How A-1 Got Its Name, And Other Tall Tales

No meme is safe.

“So in the middle of the Civil War,” it says, “someone was like, You know what this country needs? A delicious steak sauce.”

And therein hangs a tale.

See, back in the day, the armies didn’t generally carry enough food with them, and there was no department tasked with growing, slaughtering, curing, and then transporting meat. Folks bid on government contracts, and would haul pickled beef in barrels down on wagons. Thing about government contracts is, they all went to the low bidder. Now, there’s lots of ways to get the low bid on providing barrels of beef, and none of them improve the quality of the steaks and roasts. There’s stories of finding a horse’s harness in the cask, though I find that hard to credit: good tack was expensive.

At any rate, some bright spark got the idea that you could eat anything with a spicy enough sauce. This one was manufactured in England; someone had invented it back in 1831, and so they began importation. It did about half the job; spoiled beef went down easier, but it still sometimes refused to stay down — or it just kept right on going, only faster. Either way it wasn’t a grand experience for the soldier boys. Memorable, but not pleasant.

The beef, it should be mentioned, came in casks marked BEEF, SALT and beneath that GRADE A-1 FRESH — hence the name of the sauce, since that was the only way to force A-1 beef down. Some of the company wits offered to hold out for the Grade B beef on the theory that they weren’t fancy eaters, but nobody believed them.

Well, the Southern boys had the same problem only worse, as it happens, since they mostly ate captured Northern beef — the same, only that much older. But John Bell Hood’s troops hailed from Texas and thereabouts, where chili had been invented in the prison system in order to… well, to extend the shelf life of rough-cured beef, as they might say. Chilification worked fair enough, but without the A-1 sauce, the taste just wasn’t worth the effort of chewing, not either time it passed by.

Now some of the boys were from Louisiana — the Louisiana Tigers, they were called; right devils in battle, and none too well-behaved outside of it. And they’d heard of a farmer named Maunsel White from out by Ayers Island who brewed a sauce from Tabasco peppers.

They had some shipped up from home with the next train load of replacements, and it was a treat on the march north toward Gettysburg. Reports have it that it worked an almost magical cure on the meat, which eventually stopped its twitching and laid down flat for the cooks. Unfortunately for the Reb Army, they returned south with such unseemly haste that two full casks of the sauce were left on the northern bank of the Potomac down at White’s Ferry.
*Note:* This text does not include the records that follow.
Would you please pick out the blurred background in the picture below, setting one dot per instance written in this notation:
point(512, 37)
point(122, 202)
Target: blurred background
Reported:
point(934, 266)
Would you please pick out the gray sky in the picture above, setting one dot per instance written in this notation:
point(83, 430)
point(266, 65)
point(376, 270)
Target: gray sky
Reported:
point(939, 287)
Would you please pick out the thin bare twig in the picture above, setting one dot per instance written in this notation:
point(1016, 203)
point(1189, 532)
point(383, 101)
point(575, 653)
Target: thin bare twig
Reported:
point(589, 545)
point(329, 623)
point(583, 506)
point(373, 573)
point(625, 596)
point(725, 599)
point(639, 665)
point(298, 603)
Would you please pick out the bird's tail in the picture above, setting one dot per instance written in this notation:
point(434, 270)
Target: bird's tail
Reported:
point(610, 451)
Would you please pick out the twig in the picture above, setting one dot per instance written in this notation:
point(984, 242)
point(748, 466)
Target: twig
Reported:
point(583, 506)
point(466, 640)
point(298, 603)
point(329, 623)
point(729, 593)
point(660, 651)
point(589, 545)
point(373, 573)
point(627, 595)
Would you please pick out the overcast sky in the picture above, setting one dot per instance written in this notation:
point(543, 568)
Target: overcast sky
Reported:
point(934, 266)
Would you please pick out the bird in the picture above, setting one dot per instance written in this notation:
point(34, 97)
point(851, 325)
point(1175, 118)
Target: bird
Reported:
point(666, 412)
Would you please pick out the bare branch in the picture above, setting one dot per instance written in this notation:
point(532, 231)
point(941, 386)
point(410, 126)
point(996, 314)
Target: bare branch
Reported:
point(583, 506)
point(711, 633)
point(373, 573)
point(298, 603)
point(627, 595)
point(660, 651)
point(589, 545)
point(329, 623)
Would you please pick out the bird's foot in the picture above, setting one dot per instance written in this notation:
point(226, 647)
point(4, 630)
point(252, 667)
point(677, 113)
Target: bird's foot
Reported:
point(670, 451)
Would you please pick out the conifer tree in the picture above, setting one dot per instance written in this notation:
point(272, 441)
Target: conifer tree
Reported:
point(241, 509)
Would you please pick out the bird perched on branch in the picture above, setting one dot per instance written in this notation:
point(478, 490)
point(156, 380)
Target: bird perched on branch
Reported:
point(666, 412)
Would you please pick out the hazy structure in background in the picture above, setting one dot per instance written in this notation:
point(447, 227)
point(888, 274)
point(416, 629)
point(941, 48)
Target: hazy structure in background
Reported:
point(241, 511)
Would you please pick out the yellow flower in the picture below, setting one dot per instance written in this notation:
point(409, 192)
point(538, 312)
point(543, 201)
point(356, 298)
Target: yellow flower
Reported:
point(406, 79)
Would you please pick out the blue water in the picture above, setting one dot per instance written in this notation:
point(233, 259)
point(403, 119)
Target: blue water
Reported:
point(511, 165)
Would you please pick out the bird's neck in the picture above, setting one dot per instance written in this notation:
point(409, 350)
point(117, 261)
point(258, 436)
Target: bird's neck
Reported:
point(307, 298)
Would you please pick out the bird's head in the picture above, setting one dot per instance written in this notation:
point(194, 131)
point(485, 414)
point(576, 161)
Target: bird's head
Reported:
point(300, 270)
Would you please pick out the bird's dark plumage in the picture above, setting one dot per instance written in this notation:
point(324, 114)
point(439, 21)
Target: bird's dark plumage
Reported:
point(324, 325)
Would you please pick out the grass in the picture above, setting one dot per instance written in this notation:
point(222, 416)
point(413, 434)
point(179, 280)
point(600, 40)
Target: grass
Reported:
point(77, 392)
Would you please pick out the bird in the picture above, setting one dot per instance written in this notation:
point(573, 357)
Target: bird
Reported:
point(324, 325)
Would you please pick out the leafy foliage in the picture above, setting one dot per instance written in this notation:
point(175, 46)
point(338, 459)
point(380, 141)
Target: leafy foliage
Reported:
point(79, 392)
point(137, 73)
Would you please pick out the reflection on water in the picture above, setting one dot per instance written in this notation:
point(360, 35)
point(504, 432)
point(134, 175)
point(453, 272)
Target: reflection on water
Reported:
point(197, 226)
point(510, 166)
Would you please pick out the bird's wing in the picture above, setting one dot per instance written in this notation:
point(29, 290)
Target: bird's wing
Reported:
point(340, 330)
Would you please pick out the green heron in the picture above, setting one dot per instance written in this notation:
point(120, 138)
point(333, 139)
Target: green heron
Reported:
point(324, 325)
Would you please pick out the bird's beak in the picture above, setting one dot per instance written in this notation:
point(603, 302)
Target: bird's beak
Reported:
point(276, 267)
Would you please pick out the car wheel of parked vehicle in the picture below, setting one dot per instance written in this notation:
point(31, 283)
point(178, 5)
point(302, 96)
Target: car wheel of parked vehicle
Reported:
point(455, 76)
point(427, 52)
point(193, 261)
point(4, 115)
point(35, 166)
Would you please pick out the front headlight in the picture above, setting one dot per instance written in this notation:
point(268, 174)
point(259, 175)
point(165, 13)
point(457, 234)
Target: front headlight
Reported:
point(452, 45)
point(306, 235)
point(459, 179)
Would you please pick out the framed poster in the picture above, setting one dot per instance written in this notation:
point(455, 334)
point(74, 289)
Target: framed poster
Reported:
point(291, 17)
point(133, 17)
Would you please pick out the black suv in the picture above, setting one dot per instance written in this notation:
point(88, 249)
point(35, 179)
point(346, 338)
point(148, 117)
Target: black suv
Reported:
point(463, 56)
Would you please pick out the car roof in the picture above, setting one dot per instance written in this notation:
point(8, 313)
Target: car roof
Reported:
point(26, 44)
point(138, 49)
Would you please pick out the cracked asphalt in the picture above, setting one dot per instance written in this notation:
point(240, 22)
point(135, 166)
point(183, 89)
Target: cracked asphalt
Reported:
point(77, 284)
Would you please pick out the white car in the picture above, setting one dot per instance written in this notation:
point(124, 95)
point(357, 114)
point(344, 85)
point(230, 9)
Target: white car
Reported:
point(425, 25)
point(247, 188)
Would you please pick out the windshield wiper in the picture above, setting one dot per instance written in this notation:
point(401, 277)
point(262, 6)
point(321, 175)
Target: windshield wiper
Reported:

Now, the official company history will dispute the source of the recipe, but nobody contests that, when Maryland native Edmund McIlhenny moved to Louisiana after the War, he started manufacture and distribution of Tabasco sauce straightaway, and it was quite popular among returning veterans.

But the poor Union boys had to make do with A1 sauce, which somehow (God only knows how) stayed in production until Kraft bought the license some years later.

As you can see, the “1862” is a bit of a fib, but like most tall tales it’s mostly true. At least in the parts that count.


The Not Fake News runs on Grade B coffee these days, and no sauce on earth helps.